(no subject)

Date: 2006-05-04 11:58 am (UTC)
From: [identity profile] mouser.livejournal.com
Frankly, I find Sanderson's analysis completely overdone to the point I'm almost surprised to not find it analyzing itself. It reminds me of the various Shakespeare analysis where they forget the most basic and underlying goal of all of his writings. Dude, he was trying to pay his rent.


(no subject)

Date: 2006-05-04 03:13 pm (UTC)
From: [identity profile] smallship1.livejournal.com
Well, to me the whole point of the book was that there was nothing special about the identity of V. He was no-one. The experiences he went through at Larkhill, despite all the tantalising hints Moore leaves lying around, did not confer on him any special powers or abilities. He did nothing that any of us couldn't do, given the will and the means to find the necessary knowledge. If Evey had taken off the mask, it would have revealed the (horribly burned, possibly) face of an ordinary, forgettable man, with an ordinary, forgettable name. The story of V is a superhero story without a superhero. Which is understandable, given that Moore was doing a superhero story at the time: why do two things the same?

Sometimes, you just have to accept the out-of-story reasons why changes are made. The Wachowskis needed a big spectacle to end the movie. They'd had a V making a speech scene. They needed something else. The Portman-into-Weaving's-costume thing could have been solved if they had wanted to. They wanted a scene with lots of people, a thousand elephants (what, you missed them?), and closure. I can see their point, though I may not agree with it.

(no subject)

Date: 2006-05-04 03:30 pm (UTC)
From: [identity profile] palenoue.livejournal.com
Definitely over-analyzed. Either he was being paid by the word or he was more interested in seeing how far he could go than in the comic book or the movie. That said, he does offer some good points, which could have been better served with a third of the word count. I could go on and quote a dozen philosophers, psychologists and a marine biologist to disassemble his treatise and reveal where he wandered from the path of enlightenment, but I'd rather not.

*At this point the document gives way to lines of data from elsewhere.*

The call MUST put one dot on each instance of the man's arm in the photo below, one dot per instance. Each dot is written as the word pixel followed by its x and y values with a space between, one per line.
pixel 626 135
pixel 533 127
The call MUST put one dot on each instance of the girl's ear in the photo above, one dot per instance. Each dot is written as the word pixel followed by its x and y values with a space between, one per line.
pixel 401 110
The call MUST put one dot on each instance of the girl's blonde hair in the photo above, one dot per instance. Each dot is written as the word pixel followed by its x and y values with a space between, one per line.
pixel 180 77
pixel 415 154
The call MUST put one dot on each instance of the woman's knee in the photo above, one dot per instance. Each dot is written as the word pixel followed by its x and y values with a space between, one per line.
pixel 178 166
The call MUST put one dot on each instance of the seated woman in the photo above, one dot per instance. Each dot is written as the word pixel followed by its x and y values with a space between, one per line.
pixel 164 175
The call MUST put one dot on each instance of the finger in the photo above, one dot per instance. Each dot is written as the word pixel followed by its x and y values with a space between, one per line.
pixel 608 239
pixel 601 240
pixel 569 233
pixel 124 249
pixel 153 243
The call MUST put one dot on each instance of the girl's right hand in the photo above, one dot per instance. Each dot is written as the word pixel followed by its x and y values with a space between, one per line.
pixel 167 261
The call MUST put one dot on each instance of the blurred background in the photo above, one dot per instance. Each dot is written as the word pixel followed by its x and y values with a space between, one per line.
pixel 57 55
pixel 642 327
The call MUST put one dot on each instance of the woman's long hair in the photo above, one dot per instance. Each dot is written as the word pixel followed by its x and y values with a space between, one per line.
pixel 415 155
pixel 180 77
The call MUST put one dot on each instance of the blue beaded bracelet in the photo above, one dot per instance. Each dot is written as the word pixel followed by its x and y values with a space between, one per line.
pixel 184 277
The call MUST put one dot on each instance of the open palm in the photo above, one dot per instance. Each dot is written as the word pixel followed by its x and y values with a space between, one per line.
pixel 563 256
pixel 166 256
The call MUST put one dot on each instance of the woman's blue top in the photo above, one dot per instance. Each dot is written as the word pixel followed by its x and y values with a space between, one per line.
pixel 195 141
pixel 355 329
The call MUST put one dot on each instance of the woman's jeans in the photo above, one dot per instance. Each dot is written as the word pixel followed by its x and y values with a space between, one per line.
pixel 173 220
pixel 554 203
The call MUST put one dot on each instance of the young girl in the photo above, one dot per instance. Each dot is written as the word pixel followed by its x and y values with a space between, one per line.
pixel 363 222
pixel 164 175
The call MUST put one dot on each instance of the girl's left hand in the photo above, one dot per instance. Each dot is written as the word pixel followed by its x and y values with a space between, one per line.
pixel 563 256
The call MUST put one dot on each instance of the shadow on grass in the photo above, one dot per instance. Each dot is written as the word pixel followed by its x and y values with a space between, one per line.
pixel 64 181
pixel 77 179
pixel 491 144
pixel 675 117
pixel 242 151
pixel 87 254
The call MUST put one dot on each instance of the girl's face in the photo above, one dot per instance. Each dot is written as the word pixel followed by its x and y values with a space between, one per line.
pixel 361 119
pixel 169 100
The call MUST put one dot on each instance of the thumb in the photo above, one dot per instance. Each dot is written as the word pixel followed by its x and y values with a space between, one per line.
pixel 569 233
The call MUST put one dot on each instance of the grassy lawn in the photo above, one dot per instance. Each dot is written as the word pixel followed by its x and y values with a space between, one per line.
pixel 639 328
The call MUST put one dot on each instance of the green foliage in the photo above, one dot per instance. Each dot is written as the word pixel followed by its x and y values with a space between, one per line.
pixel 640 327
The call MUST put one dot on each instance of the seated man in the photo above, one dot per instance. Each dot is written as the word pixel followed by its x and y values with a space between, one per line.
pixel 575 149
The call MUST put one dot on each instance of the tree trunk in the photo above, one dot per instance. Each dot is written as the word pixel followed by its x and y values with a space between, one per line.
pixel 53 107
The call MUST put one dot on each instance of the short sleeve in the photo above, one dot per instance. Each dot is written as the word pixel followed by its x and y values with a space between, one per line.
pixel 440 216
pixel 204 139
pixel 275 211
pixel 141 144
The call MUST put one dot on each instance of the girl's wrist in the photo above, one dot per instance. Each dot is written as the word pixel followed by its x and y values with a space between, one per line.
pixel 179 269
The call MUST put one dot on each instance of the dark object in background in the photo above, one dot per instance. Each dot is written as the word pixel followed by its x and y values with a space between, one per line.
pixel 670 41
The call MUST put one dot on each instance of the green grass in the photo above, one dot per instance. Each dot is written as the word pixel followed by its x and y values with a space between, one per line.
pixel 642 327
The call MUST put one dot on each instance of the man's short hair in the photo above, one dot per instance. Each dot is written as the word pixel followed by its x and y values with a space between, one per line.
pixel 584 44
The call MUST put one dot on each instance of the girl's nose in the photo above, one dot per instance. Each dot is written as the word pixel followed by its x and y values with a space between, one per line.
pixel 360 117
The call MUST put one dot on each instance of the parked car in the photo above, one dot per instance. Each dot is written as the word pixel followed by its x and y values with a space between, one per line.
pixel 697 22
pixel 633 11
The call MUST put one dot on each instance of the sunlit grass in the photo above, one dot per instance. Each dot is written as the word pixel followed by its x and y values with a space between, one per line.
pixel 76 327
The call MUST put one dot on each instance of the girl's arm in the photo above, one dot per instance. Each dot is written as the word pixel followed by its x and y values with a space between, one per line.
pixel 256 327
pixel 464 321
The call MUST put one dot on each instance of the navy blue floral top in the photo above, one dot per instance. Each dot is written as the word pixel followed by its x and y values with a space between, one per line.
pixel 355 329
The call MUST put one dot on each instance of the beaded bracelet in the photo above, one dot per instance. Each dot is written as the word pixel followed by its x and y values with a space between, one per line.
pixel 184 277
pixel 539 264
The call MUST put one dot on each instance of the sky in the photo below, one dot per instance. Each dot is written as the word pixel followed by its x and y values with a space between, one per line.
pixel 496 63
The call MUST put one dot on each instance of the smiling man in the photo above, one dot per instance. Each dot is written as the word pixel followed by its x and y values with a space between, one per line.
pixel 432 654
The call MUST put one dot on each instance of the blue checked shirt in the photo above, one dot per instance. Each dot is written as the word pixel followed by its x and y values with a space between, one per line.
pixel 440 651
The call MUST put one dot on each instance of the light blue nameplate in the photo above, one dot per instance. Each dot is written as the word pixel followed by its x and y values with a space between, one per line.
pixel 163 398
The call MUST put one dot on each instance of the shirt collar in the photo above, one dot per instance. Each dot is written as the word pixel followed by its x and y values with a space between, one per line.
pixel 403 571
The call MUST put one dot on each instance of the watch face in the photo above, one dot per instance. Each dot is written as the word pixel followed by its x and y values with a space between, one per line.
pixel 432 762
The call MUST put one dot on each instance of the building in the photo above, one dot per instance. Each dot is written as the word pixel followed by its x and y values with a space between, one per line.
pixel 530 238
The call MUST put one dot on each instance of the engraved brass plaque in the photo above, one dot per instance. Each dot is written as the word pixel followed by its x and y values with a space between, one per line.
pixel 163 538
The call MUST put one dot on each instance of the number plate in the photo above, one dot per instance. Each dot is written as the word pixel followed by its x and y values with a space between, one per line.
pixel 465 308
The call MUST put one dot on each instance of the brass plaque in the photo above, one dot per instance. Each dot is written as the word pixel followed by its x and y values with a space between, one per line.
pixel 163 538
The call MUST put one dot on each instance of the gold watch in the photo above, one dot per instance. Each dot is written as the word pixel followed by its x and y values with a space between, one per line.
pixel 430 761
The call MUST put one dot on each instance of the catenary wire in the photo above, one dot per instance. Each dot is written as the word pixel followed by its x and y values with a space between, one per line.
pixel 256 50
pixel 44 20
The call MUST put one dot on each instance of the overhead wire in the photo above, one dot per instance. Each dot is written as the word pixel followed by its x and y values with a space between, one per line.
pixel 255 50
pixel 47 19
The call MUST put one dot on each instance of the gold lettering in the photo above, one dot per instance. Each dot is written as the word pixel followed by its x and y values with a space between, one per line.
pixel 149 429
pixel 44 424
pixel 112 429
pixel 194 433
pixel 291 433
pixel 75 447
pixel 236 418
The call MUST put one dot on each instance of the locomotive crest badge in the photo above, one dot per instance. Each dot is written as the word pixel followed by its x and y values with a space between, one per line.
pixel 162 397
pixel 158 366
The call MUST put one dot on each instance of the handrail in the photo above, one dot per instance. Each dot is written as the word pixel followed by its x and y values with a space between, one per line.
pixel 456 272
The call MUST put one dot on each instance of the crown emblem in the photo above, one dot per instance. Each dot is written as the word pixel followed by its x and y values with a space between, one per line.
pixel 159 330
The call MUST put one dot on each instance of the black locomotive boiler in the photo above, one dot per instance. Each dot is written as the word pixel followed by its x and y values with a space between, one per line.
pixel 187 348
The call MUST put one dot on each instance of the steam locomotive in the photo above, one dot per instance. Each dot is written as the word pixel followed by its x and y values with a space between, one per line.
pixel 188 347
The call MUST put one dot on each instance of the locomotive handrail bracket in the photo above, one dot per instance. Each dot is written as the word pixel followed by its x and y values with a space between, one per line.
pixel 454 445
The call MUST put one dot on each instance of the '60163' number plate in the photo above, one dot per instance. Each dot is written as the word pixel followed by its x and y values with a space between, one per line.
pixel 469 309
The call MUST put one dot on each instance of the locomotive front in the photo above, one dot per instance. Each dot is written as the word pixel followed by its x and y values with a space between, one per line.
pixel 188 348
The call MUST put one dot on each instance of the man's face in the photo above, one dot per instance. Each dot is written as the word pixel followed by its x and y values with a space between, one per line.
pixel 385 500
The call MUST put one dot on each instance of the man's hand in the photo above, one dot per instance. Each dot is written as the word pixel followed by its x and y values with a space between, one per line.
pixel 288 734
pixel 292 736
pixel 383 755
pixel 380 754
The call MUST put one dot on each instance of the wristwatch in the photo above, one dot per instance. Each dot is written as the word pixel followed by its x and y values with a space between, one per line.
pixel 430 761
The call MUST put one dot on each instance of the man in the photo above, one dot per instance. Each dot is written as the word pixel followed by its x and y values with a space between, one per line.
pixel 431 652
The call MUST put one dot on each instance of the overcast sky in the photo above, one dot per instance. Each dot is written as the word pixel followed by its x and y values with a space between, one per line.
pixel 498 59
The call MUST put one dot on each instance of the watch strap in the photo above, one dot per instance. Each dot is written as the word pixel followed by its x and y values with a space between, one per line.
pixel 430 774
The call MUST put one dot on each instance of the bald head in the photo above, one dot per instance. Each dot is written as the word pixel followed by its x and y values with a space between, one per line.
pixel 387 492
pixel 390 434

And remember, at no point in the comic did Moore _specifically_ state that there were not a thousand elephants!

(no subject)

Date: 2006-05-04 05:20 pm (UTC)
From: [identity profile] jadegirl.livejournal.com
Finally. Honestly, I don't find it over-analyzed at all. While I found the film enjoyable (and Hugo Weavings' performance utterly, utterly amazing), I was also pretty saddened by it. The movies Evey was left toothless - life just happened to her, even after her torture she seemed to be drifting aimlessly, afraid to confront anything.

I was also pretty frustrated by the 'goverment-arranged bio-terrorism for drug-company profits' angle. By making the facist goverment venal, instead of true-believers, I felt they were rendered somewhat toothless as well - a crook is simple to understand, but a true believer is something more, something large.